Israeli intelligence failed to warn of or avert last weekend’s Hamas strike from Gaza, but U.S. intelligence—with more than 650,000 American citizens and significant military assets at risk on the ground in Israel—also failed to warn of prospective threats.
“The United States and by extension the Biden administration isn’t responsible for Israel’s intelligence failure,” says a senior intelligence official who requested anonymity in order to speak candidly with Newsweek. “But there are plenty of reasons why, purely in our own interests, we should have been on top of this. That we didn’t detect the attacks shouldn’t come as a surprise to anyone.”
Israel’s Iron Dome air defence system intercepts rockets launched from the Gaza Strip on October 11, 2023. Exchanges of fire are expected to continue as Israel presses a new offensive into the Palestinian enclave.
BASHAR TALEB/AFP via Getty Images
The reason, that official and others say, is that in the overall list of priorities, even in the Middle East, Israel ranks behind countries like Syria and Iraq where American troops are already engaged in combat. Hamas in particular, officials say, is mostly the responsibility of Israeli intelligence, and the United States relies upon Israel for most of its inside information on the group. where the United States is dependent. Third, the U.S. collects far more than it is able to analyze about Israel and elsewhere, an endemic problem, and one that has dogged the system for decades and is only getting worse.

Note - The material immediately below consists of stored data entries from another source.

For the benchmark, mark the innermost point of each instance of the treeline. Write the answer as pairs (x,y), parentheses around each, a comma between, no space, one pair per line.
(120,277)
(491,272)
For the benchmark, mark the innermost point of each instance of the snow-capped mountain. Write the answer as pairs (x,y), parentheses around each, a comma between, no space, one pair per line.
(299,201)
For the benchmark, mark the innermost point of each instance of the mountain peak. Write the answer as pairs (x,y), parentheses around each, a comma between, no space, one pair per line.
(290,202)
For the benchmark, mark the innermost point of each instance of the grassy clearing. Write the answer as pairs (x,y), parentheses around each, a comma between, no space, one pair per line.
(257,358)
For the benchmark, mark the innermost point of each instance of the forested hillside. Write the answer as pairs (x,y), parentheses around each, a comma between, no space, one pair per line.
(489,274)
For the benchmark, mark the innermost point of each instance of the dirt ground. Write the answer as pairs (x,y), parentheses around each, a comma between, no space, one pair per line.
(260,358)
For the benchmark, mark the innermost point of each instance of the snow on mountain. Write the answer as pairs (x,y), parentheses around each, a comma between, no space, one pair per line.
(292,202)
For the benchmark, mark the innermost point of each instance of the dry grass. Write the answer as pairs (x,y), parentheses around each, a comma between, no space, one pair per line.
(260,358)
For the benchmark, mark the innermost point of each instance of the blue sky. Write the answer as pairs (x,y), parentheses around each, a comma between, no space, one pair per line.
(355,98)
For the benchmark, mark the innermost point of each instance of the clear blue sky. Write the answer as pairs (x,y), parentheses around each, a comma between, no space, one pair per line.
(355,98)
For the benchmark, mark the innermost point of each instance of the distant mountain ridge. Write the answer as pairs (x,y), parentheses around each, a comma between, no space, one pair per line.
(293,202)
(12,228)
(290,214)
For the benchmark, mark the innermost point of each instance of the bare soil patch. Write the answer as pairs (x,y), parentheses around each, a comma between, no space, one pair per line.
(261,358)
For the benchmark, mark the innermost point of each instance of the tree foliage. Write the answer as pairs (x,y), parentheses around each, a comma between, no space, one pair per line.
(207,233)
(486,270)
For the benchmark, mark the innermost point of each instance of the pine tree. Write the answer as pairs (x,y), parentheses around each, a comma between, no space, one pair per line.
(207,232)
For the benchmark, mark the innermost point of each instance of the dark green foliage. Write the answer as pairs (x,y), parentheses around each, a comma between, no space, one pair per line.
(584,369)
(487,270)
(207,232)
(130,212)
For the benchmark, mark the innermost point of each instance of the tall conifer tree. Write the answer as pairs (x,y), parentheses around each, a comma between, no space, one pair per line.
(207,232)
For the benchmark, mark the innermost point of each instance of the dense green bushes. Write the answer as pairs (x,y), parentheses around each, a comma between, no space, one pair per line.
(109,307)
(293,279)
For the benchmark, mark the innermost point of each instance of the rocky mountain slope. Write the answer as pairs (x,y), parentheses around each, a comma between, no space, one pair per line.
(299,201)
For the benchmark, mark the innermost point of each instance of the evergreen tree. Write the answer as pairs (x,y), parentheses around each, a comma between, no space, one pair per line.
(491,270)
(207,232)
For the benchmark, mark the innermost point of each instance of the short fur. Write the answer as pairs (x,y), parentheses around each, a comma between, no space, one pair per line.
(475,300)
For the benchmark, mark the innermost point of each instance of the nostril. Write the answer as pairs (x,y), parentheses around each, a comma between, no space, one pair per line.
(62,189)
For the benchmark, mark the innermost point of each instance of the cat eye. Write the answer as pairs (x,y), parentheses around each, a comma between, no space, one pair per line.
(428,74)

Obviously, Israel is not some obscure country to U.S. intelligence: The political situation in Israel itself is a high priority for the CIA and other agencies. The Iranian threat to Israel and the region has become one of four national intelligence priorities for the Pentagon, especially as the military alliance between the two countries transformed in the first two years of the Biden administration. The United States has hundreds of troops and contractors in the country and maintains a half dozen secret bases. And constant military deployments and high-level visits formalize the internal mission of “force protection,” the Pentagon’s term used to refer to the program to safeguard U.S. personnel worldwide against potential terrorist attack.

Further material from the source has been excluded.